L’homme qui pesait 8 trillions de dollars: ‘Nous sommes fatigués du chaos de Washington’

EPA-EFE/JUSTIN LANE

L’homme à la tête du groupe d’investisseurs BlackRock est fatigué par l’instabilité et la volatilité provoquées par le camp de Donald Trump. Il pense que Joe Biden pourrait amener de la stabilité.

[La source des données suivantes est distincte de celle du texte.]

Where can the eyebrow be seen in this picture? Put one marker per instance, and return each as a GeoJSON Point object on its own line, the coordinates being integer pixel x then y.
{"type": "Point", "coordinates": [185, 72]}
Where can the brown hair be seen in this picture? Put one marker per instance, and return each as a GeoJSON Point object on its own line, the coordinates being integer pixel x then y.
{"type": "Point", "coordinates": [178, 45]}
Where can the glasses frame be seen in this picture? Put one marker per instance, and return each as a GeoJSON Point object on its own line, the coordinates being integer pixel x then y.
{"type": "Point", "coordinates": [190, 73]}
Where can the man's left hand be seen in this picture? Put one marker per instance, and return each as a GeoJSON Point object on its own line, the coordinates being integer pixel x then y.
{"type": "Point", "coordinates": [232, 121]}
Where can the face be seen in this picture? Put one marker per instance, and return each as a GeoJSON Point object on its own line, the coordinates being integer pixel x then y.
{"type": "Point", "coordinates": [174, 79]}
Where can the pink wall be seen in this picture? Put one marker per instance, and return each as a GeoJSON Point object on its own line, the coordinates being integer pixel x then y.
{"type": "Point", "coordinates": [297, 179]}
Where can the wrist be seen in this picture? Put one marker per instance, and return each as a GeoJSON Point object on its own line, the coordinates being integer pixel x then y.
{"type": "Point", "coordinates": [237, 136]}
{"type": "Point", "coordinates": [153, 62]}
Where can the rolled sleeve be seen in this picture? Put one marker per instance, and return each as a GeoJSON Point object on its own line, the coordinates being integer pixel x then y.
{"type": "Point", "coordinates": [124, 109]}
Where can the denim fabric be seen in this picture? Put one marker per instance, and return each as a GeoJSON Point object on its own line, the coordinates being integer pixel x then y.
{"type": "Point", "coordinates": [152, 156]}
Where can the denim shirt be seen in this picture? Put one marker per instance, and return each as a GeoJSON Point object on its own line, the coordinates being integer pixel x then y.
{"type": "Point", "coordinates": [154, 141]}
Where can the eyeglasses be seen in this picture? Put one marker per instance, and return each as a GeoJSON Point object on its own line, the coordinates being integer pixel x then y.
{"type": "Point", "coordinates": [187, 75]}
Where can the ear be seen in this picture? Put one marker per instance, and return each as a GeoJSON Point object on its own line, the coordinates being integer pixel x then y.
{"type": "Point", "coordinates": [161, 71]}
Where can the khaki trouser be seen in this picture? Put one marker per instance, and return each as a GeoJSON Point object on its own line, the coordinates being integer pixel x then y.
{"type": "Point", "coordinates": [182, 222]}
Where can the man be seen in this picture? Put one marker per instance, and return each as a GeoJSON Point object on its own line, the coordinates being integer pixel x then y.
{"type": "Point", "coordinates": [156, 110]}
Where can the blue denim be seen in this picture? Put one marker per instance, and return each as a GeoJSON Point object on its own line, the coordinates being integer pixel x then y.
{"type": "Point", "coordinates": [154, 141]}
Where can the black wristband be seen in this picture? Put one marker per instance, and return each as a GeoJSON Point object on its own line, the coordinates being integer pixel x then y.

Au micro de Bloomberg, Larry Fink pense que Wall Street a choisi son camp: ‘Je crois fermement que les marchés souhaitent plus de stabilité et moins de volatilité. Ils recherchent une voix modérée, pas une voix qui provoque’, a déclaré le CEO de BlackRock. ‘Je crois vraiment que le président élu Biden peut être cette voix de la raison’, dans des propos retranscrits par CNN Business.

L’homme reconnait ce qui a pu favoriser les marchés et l’économie américaine sous l’ère Trump comme les réductions d’impôts ou la dérèglementation. Mais il pointe aussi du doigt les inconvénients: les décisions imprévisibles, les licenciements de hauts fonctionnaires via des tweets ou la division de l’Amérique en deux camps qui ne s’écoutent plus.

Larry Fink est le PDG de BlackRock depuis 1988. Il est attaché au parti démocrate mais s’est déjà laissé convaincre par les Républicains. Crédit: Evan Agostini/Invision/AP.

Larry Fink pense que les investisseurs sont à la recherche de plus d’inclusivité sur le marché intérieur et plus d’harmonie au niveau mondial. ‘Nous sommes fatiguées du chaos de Washington’, a-t-il déclaré lors d’une conversation avec David Rubenstein, le milliardaire cofondateur et président exécutif du groupe Carlyle.

Un centriste

Larry Fink n’est pas un démocrate convaincu. Il est vrai qu’il a contribué à la campagne d’Hillary Clinton en 2016 et a même été cité comme candidat potentiel au Trésor. Mais il a aussi soutenu le candidat républicain Paul Ryan, ancien président de la Chambre. Business is business.

L’homme à la tête du groupe d’investissement qui pèse 7,8 trilliards de dollars plaide toutefois pour la réduction des inégalités. Des inégalités qui se sont creusées durant la double crise de 2020 entre ceux qui possédaient des actifs et ceux qui n’en possédaient pas. Ces derniers ont largement été touchés par le chômage. Or, sans eux, ‘il n’y aura pas de reconstruction de l’économie’, admet Fink.

Lorgnerait-il à nouveau un poste à la tête du Trésor ou de la FED dans l’administration Biden ? ‘Je me suis déjà engagé envers mes employés, mon conseil d’administration et ma famille’, a-t-il botté en touche.